Читать книгу Жернова. 1918–1953. Книга тринадцатая. Обреченность - Виктор Мануйлов - Страница 14

Часть сорок седьмая
Глава 14

Оглавление

Идя из штаба на свою квартиру, Жуков снова купил белые хризантемы. Дома, поужинав, переоделся в парадную форму. Но без орденов, а лишь с колодками и звездами Героя. Долго стоял возле большого зеркала, критически себя разглядывая. Да, староват для любовника: уже за пятьдесят. Правда, седины еще не так много, но морщин хватает. И волос на голове все меньше. Но вот странность, над которой он еще никогда не задумывался: глаза закроешь и видишь себя… ну, не мальчишкой, а лет эдак на двадцать пять-тридцать, не больше. И, надо думать, не у него одного такое же ощущение. Или даже уверенность. Потому, видать, и считается, будто душа вечна и неизменна. Из этого ощущения, скорее всего, и пошло убеждение, что она существует как бы независимо от тела. Враки, конечно, но что-то все-таки есть, что противится старению тела, не хочет стареть вместе с ним…
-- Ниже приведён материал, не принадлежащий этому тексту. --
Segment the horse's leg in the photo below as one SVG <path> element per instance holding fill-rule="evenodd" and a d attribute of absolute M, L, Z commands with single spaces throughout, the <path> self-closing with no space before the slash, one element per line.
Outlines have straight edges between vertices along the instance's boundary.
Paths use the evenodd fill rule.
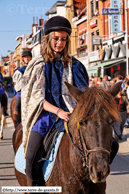
<path fill-rule="evenodd" d="M 1 130 L 0 130 L 0 140 L 3 139 L 3 126 L 4 126 L 4 115 L 2 114 Z"/>
<path fill-rule="evenodd" d="M 4 129 L 7 129 L 7 121 L 6 121 L 6 117 L 4 117 L 3 128 L 4 128 Z"/>

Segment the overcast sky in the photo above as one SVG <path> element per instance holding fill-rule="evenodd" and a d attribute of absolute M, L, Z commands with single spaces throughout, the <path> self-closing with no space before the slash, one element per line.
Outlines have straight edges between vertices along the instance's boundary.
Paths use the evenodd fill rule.
<path fill-rule="evenodd" d="M 47 19 L 45 13 L 57 0 L 0 0 L 0 57 L 14 51 L 16 37 L 31 34 L 33 17 Z M 35 19 L 36 22 L 36 19 Z M 0 58 L 1 59 L 1 58 Z"/>

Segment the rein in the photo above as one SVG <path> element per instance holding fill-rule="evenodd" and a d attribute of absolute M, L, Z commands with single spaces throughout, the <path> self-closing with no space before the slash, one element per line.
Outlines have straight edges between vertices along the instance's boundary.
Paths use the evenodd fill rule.
<path fill-rule="evenodd" d="M 88 156 L 89 156 L 89 154 L 91 154 L 91 153 L 96 153 L 96 152 L 97 152 L 97 153 L 103 153 L 103 154 L 107 154 L 107 155 L 110 157 L 110 151 L 108 151 L 108 150 L 106 150 L 106 149 L 104 149 L 104 148 L 102 148 L 102 147 L 96 147 L 96 148 L 91 149 L 91 150 L 88 150 L 88 149 L 87 149 L 87 146 L 86 146 L 86 142 L 85 142 L 84 136 L 83 136 L 81 130 L 79 130 L 79 122 L 77 123 L 77 128 L 78 128 L 78 130 L 79 130 L 79 138 L 80 138 L 80 140 L 81 140 L 80 143 L 81 143 L 81 146 L 82 146 L 82 149 L 83 149 L 83 150 L 80 150 L 80 149 L 74 144 L 72 135 L 71 135 L 71 133 L 70 133 L 69 130 L 68 130 L 68 125 L 67 125 L 67 122 L 66 122 L 66 121 L 64 121 L 64 126 L 65 126 L 66 133 L 68 134 L 68 136 L 69 136 L 69 138 L 70 138 L 70 140 L 71 140 L 73 146 L 75 147 L 75 149 L 76 149 L 78 155 L 82 158 L 83 167 L 89 167 L 89 166 L 88 166 Z"/>

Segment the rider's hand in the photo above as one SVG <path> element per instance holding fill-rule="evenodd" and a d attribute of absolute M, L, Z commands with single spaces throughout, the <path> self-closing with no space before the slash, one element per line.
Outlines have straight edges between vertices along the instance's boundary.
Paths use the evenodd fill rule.
<path fill-rule="evenodd" d="M 70 112 L 66 112 L 62 109 L 59 109 L 57 112 L 57 116 L 61 119 L 64 119 L 65 121 L 68 121 L 70 117 Z"/>

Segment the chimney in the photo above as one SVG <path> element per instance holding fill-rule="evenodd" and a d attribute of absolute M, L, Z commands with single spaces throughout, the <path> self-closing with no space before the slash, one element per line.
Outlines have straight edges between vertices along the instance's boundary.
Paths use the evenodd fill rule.
<path fill-rule="evenodd" d="M 38 17 L 36 17 L 36 24 L 38 25 Z"/>
<path fill-rule="evenodd" d="M 39 26 L 43 26 L 43 24 L 44 24 L 44 21 L 43 21 L 42 16 L 41 16 L 41 18 L 39 19 Z"/>
<path fill-rule="evenodd" d="M 32 23 L 32 26 L 34 26 L 35 25 L 35 21 L 34 21 L 35 19 L 34 19 L 34 17 L 33 17 L 33 23 Z"/>

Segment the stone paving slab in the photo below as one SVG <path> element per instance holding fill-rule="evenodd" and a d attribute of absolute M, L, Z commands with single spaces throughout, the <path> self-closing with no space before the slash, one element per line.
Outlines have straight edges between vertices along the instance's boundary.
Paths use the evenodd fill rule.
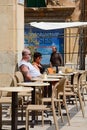
<path fill-rule="evenodd" d="M 83 118 L 82 112 L 79 107 L 79 111 L 76 110 L 75 105 L 69 105 L 69 113 L 70 113 L 70 122 L 71 125 L 68 125 L 67 122 L 67 117 L 64 116 L 64 123 L 61 122 L 60 117 L 58 117 L 58 124 L 59 124 L 59 130 L 87 130 L 87 101 L 86 101 L 86 106 L 84 106 L 85 109 L 85 117 Z M 5 110 L 6 111 L 6 110 Z M 6 120 L 7 122 L 11 120 L 9 116 L 6 115 L 6 112 L 3 112 L 3 120 Z M 65 110 L 62 110 L 63 113 Z M 39 117 L 41 119 L 41 117 Z M 51 119 L 52 125 L 50 124 L 45 124 L 44 126 L 42 125 L 37 125 L 34 128 L 30 128 L 29 130 L 55 130 L 55 126 L 53 124 L 53 118 L 52 116 L 49 116 L 48 118 L 45 118 L 46 120 Z M 23 126 L 18 126 L 18 128 L 25 127 Z M 11 130 L 10 125 L 5 125 L 3 124 L 3 130 Z"/>

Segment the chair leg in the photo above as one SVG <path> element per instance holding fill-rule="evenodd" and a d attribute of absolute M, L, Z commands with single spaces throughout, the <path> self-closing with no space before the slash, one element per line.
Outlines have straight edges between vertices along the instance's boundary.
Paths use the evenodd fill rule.
<path fill-rule="evenodd" d="M 0 104 L 0 129 L 2 129 L 2 104 Z"/>
<path fill-rule="evenodd" d="M 29 112 L 28 110 L 26 110 L 26 130 L 29 130 L 29 124 L 28 124 L 28 121 L 29 120 Z"/>
<path fill-rule="evenodd" d="M 83 117 L 85 117 L 85 112 L 84 112 L 84 108 L 83 108 L 83 102 L 82 102 L 81 94 L 79 93 L 78 96 L 79 96 L 80 107 L 81 107 L 81 110 L 82 110 L 82 115 L 83 115 Z"/>
<path fill-rule="evenodd" d="M 69 112 L 68 112 L 68 108 L 67 108 L 67 104 L 66 104 L 66 99 L 64 99 L 64 104 L 65 104 L 65 109 L 66 109 L 66 113 L 67 113 L 68 123 L 70 125 L 70 116 L 69 116 Z"/>
<path fill-rule="evenodd" d="M 85 88 L 82 88 L 82 99 L 83 99 L 83 101 L 84 101 L 84 106 L 86 106 L 85 96 L 84 96 L 84 90 L 85 90 Z"/>
<path fill-rule="evenodd" d="M 60 102 L 58 102 L 58 106 L 59 106 L 59 115 L 61 115 L 61 120 L 62 120 L 62 122 L 64 122 L 64 119 L 63 119 L 63 115 L 62 115 L 62 111 L 61 111 L 61 104 L 60 104 Z"/>
<path fill-rule="evenodd" d="M 77 96 L 75 95 L 75 101 L 76 101 L 76 108 L 77 108 L 77 111 L 78 111 L 78 104 L 77 104 Z"/>
<path fill-rule="evenodd" d="M 55 112 L 55 106 L 52 104 L 52 112 L 53 112 L 53 118 L 54 118 L 54 124 L 56 130 L 59 130 L 58 122 L 57 122 L 57 117 L 56 117 L 56 112 Z"/>
<path fill-rule="evenodd" d="M 43 111 L 42 111 L 42 126 L 44 126 L 44 116 L 43 116 Z"/>

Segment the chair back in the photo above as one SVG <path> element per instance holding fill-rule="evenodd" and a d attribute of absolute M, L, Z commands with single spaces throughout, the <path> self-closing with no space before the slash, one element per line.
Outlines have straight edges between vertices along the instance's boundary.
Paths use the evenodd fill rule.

И вообще, что ты видел? То есть, видел-то ты много чего, но все это на виду, все это служение… А для себя? Для той же души? Почти ничего. Семья где-то, ты почти всегда от нее в стороне. Иногда случайные женщины… А эта… Как легко она согласилась. А с другой стороны, годы уже не те, чтобы кочевряжиться. Наверное, вдова, муж погиб на фронте. Дети… Есть у нее дети? Даже если есть, что с того? Впрочем, все это ерунда! Не о том ты, Егорий. Не о том. А о чем надо? Ни о чем не надо. Все к черту! Сегодня – театр! И Галина Александровна. И точка.

На лавочках у подъезда сидели пожилые женщины, молодые катали коляски по дорожкам, ребятишки играли в палочки-выручалочки.

Галина Александровна ждала возле подъезда. На ней серый плащ, серый же берет, на ногах боты, в руках сумочка. Волосы свободно падают на плечи густой волной. В сером сумраке остывающего дня кажется девочкой.

Жуков выбрался из машины. Женщины уставились на него с испугом.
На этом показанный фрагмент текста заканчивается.